It also got me thinking about Michigan. The marriage ban passed in Michigan in 2004 by 59%. By the formula in given in 538.com, a 2% drop per year in the support of the ban means we could go for a repeal right about … next November. After all, we will be 5 years after the ban was enacted and support for it by then should be about 49%
Alas, I've heard no talk of mounting a repeal and even 538.com predicts Michigan won't repeal and enact gay marriage until 2013. I'm well aware that support for a gay marriage ban (which was at 59% in 2004) is quite different than support for the repeal of the ban and different again from enacting actual permission for gay marriage.
My friend and debate partner has a doctorate in Mathematics, used to be a college math professor, and still occasionally gets his hands dirty with the stuff. He offers additional insights. You shouldn't need a math degree to understand his basic ideas.
I agree that the battle has turned and will eventually be lost (or in our view, won). Living through that prolonged loss should discourage the fundies and help to weaken their movement. They have staked a lot of reputation on this issue.
This of course intrigued my mathy side. I read the 538.com article and stored it for future reference.
Two lines of comment:
1) The existence of the model and attention paid to it will in itself change the phenomenon, leading to errors -- perhaps large -- in the predicted outcomes vs. actual. For example, I mentioned the damage these defeats will do to evangelism, whose demise we have recently, separately, discussed.
Bigger: Silver's list of the years in which victory "should" be available state by state will tempt activists to mount campaigns to reap those victories (perhaps too early: people are optimistic). The resulting public attention will alter the trends in many states -- all that attention has a non-linear effect. Nothing in his model accounts for that emotional process. It's hard to say whether this will be more or less success for pro-marriage campaigns; the effect may vary state by state, depending on who gets the media sound bite du jour.

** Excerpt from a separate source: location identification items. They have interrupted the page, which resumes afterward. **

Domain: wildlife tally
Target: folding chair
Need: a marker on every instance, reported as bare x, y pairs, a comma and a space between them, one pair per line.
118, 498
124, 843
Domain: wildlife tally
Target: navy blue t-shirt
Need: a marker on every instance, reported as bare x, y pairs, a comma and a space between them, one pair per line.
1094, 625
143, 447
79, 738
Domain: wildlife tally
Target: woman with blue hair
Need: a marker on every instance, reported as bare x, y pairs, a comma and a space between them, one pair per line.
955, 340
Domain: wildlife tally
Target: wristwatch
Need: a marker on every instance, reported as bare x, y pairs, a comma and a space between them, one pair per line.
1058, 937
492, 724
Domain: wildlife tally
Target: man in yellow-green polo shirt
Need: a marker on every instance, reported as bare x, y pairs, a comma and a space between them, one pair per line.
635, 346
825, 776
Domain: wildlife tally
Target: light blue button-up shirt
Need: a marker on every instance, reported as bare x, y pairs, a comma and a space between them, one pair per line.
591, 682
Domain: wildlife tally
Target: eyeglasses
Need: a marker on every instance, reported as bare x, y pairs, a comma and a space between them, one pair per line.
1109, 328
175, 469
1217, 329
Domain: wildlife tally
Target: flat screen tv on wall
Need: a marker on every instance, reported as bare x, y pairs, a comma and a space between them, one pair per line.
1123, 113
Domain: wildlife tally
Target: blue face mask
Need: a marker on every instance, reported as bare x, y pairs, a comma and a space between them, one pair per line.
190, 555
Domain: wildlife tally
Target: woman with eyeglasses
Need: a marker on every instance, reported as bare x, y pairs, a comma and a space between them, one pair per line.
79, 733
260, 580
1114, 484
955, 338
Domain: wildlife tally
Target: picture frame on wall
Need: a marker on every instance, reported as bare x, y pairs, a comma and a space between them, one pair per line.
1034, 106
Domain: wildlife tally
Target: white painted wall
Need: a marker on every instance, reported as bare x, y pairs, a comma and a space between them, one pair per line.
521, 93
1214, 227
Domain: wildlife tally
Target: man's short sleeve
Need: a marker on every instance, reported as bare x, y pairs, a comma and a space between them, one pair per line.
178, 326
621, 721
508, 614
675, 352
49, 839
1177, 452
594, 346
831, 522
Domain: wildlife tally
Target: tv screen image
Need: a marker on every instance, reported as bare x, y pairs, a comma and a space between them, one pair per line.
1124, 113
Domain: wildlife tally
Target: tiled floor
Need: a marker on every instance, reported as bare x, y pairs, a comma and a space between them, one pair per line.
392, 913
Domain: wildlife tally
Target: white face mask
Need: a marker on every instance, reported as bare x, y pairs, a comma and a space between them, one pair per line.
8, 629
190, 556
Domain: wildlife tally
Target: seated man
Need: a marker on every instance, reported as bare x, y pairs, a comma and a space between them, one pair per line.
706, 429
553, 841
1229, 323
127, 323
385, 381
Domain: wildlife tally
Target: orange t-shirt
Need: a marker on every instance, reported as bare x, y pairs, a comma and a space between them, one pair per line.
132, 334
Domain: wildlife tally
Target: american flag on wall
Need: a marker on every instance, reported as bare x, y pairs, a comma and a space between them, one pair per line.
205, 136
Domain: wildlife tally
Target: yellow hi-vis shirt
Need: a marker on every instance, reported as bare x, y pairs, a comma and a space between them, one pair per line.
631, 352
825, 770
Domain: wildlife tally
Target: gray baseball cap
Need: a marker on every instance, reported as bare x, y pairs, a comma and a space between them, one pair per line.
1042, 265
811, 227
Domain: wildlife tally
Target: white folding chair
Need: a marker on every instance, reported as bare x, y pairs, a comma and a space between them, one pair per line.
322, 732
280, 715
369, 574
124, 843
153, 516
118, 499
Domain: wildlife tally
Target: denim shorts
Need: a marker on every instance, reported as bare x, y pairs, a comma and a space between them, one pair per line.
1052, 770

I base this comment on the famous insight from physics: measuring something changes it. The classic example is that we can't simultaneously measure (know) velocity and momentum.
I would not be surprised to learn that the errors that result are a couple of years or larger. This could lead some activist campaigns (on either side) into major errors in judging what is politically possible in a given state and year: a chaotic dimension.
2) Silver's choice of variables is reasonable and he tested his dimension reduction plan. But he appears to use linear regression, giving a linear model. My evidence: 2% per year, not an X% compounded reduction per year, which would give an effect that slows down exponentially, being X% of a shrinking number.
I would not expect a social science phenomena to follow a linear model for very long. Instead, I'd expect a power law and, even then, large errors. The result of that change in methods is to introduce multiplicative effects -- change accelerates by feeding on itself or slows down geometrically, yielding a long tail on the distribution. These could happen together, giving a faster-than-expected bulge of state victories in the middle, transitioning to a long tail.
I do expect a long tail: For deep south states, 2024 seems very optimistic. They're still fighting the Civil War.
And, as some responses to the 538.com article point out, Utah is a special case. Hard to imagine that turning by the predicted 2013.
The long tail means at some point the Supremes will act, ending the need for individual states to do anything.